This past Saturday, my sister and I traveled down to Stratford to attend the first annual Unicorn Writing Conference, organized and implemented by my agent, Jan Kardys. The day was packed with informative workshops involving every angle of getting published, understanding contracts, developing characters, screenwriting, etc. It was a worthwhile experience and I would heartily recommend it for anyone who writes (Jan is making it bigger and better next year, if that's possible).
For me, two events stick out from the day.
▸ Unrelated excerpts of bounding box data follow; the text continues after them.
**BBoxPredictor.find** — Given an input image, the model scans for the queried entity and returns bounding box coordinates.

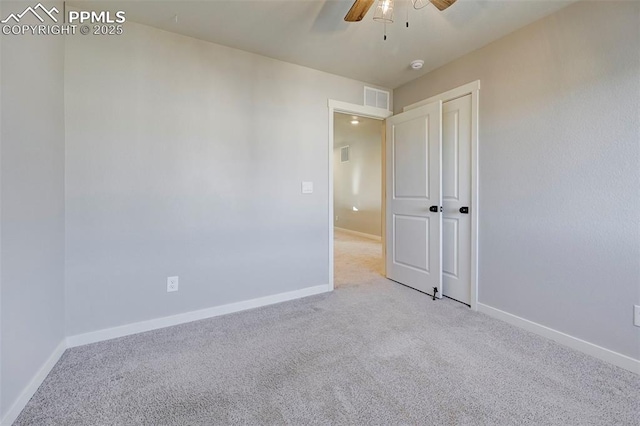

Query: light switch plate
[167,277,178,293]
[302,182,313,194]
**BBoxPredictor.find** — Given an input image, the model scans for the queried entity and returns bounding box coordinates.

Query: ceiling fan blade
[344,0,376,22]
[429,0,456,11]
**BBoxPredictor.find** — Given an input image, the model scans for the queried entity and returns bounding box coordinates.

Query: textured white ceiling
[75,0,576,88]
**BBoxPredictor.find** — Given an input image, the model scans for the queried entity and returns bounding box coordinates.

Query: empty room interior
[0,0,640,426]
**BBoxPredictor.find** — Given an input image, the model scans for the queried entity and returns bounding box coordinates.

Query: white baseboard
[67,284,331,348]
[0,340,67,426]
[478,303,640,374]
[333,226,382,241]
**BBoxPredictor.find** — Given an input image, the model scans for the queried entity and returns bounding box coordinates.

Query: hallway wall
[333,113,383,237]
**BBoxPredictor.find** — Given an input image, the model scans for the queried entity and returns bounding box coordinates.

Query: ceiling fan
[344,0,456,22]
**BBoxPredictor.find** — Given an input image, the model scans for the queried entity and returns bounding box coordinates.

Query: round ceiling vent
[411,59,424,70]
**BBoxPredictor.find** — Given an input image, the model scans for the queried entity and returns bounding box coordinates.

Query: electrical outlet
[167,277,178,293]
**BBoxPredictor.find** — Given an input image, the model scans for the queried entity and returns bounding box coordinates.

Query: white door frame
[402,80,480,311]
[327,99,393,291]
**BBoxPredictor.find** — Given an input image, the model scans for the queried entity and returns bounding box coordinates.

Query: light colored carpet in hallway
[16,231,640,425]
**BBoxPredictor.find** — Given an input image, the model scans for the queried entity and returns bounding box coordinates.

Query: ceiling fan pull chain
[407,2,410,28]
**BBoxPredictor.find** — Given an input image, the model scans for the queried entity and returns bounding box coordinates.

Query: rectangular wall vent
[364,86,389,111]
[340,145,349,163]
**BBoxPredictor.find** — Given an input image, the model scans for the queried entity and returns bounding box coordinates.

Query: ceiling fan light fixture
[410,59,424,70]
[373,0,394,24]
[411,0,431,9]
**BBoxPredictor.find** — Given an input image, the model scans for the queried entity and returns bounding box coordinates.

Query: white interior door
[385,101,442,297]
[442,95,471,305]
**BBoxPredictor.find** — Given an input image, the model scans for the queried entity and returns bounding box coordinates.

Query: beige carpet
[334,230,382,288]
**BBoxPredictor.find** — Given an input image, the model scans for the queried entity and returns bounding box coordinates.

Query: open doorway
[333,112,384,288]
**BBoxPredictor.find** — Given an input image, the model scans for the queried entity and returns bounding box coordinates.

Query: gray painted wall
[65,22,388,335]
[394,2,640,359]
[333,113,383,236]
[0,2,64,417]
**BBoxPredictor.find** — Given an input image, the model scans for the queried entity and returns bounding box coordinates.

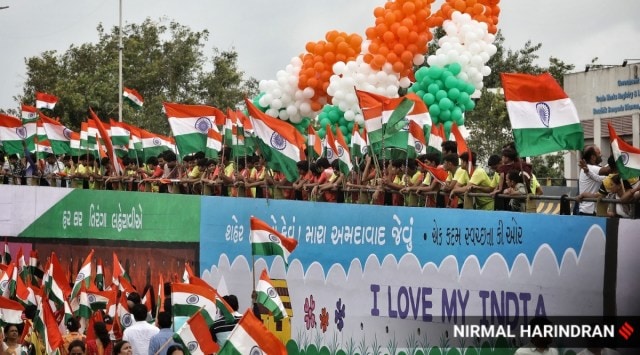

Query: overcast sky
[0,0,640,109]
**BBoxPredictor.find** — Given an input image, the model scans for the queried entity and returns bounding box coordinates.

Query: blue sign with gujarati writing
[200,197,606,270]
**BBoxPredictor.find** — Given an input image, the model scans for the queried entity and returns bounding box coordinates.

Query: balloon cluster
[364,0,433,77]
[428,0,500,34]
[327,56,402,124]
[318,105,353,143]
[298,31,362,112]
[427,11,497,90]
[257,57,314,123]
[409,63,475,132]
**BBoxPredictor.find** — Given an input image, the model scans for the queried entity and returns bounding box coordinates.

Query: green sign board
[19,190,200,242]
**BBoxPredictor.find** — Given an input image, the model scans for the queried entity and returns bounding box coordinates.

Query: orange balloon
[402,2,416,15]
[393,43,404,56]
[393,61,404,73]
[396,26,409,39]
[307,78,318,89]
[382,31,396,43]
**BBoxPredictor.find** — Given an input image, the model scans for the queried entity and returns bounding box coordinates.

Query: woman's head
[67,340,87,355]
[4,324,22,340]
[113,340,133,355]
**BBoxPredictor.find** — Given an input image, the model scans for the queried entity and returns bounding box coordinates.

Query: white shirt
[122,320,160,355]
[578,164,606,214]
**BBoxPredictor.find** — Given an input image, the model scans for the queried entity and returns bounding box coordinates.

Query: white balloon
[303,88,315,99]
[271,99,282,110]
[289,115,302,123]
[344,109,356,121]
[287,105,298,117]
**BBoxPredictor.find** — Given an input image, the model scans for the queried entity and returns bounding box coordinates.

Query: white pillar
[631,113,640,147]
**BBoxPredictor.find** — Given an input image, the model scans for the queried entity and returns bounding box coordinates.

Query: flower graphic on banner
[334,298,346,331]
[320,307,329,333]
[304,295,316,330]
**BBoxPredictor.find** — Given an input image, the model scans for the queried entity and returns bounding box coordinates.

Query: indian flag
[171,283,217,325]
[163,102,220,156]
[0,296,24,324]
[249,217,298,265]
[36,91,58,110]
[307,125,322,158]
[0,113,27,154]
[33,298,63,354]
[256,269,289,321]
[71,249,94,298]
[245,98,305,181]
[139,128,175,161]
[204,126,222,159]
[407,121,427,158]
[69,132,82,156]
[122,88,144,109]
[500,73,584,157]
[327,126,353,175]
[173,312,220,355]
[607,122,640,179]
[93,258,104,291]
[40,115,71,155]
[218,309,287,355]
[45,252,71,305]
[109,119,131,147]
[20,104,38,122]
[356,90,383,144]
[427,124,445,153]
[351,123,368,158]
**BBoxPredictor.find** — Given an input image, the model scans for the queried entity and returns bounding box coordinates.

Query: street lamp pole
[118,0,124,122]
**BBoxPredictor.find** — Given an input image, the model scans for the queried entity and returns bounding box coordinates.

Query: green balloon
[422,93,436,106]
[464,100,476,111]
[451,106,462,123]
[429,112,440,124]
[458,91,470,105]
[447,88,460,101]
[416,67,429,82]
[435,90,447,102]
[428,66,444,79]
[464,84,476,95]
[444,75,458,89]
[440,108,451,122]
[429,104,440,117]
[427,83,440,95]
[320,118,331,129]
[329,110,340,123]
[447,63,462,75]
[442,121,453,137]
[438,97,453,111]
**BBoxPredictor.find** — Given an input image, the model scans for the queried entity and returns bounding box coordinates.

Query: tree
[14,19,257,134]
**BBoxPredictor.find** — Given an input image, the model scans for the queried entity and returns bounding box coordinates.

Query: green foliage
[14,19,257,134]
[286,339,300,355]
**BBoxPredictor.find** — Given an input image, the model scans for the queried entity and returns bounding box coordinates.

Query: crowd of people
[0,141,640,217]
[0,283,250,355]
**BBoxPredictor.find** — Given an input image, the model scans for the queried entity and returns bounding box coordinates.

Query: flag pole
[118,0,124,122]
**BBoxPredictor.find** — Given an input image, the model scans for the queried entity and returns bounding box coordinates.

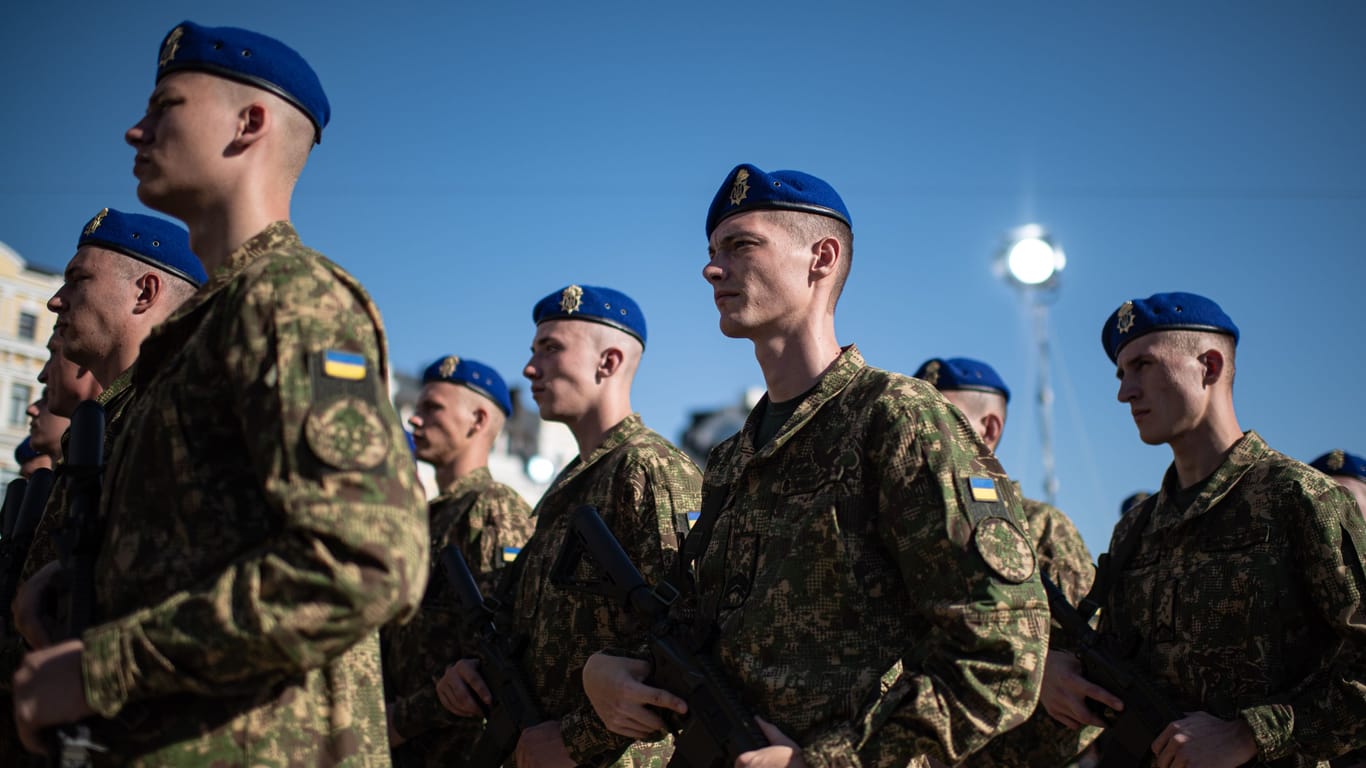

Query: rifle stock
[550,506,769,768]
[48,400,111,768]
[441,544,545,768]
[1041,574,1186,768]
[0,477,29,541]
[0,469,53,634]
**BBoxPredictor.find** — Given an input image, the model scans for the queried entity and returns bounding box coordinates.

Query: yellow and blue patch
[967,477,1001,502]
[322,350,365,381]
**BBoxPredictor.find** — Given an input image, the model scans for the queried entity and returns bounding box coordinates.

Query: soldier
[915,358,1096,605]
[1042,292,1366,768]
[18,208,208,593]
[585,165,1048,765]
[380,355,531,767]
[0,208,205,765]
[1119,491,1153,517]
[15,22,428,767]
[915,358,1100,768]
[1309,448,1366,514]
[438,286,702,765]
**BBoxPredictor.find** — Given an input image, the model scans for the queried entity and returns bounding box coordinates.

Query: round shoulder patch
[973,518,1034,584]
[303,395,389,470]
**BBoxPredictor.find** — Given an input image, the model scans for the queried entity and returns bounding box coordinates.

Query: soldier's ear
[470,404,493,435]
[133,272,164,314]
[232,101,275,149]
[811,238,844,277]
[597,346,626,381]
[1197,350,1224,387]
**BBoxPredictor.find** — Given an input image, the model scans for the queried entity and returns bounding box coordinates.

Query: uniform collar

The first involved a visit from Gene Wilder. I've been a fan of his work since I can remember, so I was obviously excited to hear him speak. To me, Gene Wilder is a cultural icon, even students I have now know his body of work, as evidenced by the number of responses I received on Facebook from jealous teenagers that wanted to be where I was at that very moment. As one student wrote, "Gene Wilder is the man!" I agree. I even wrote and delivered a speech for an awards ceremony at Bacon Academy in "Gene Wilder- Willy Wonka" persona. I mean, come on, who doesn't recogninze and appreciate the iconic actor, writer, and now water color artist. In my mind I will always picture him donning his Willy Wonka top hat, or shucking and jiving in black face, boom box perched on his shoulder, Richard Pryor in tow.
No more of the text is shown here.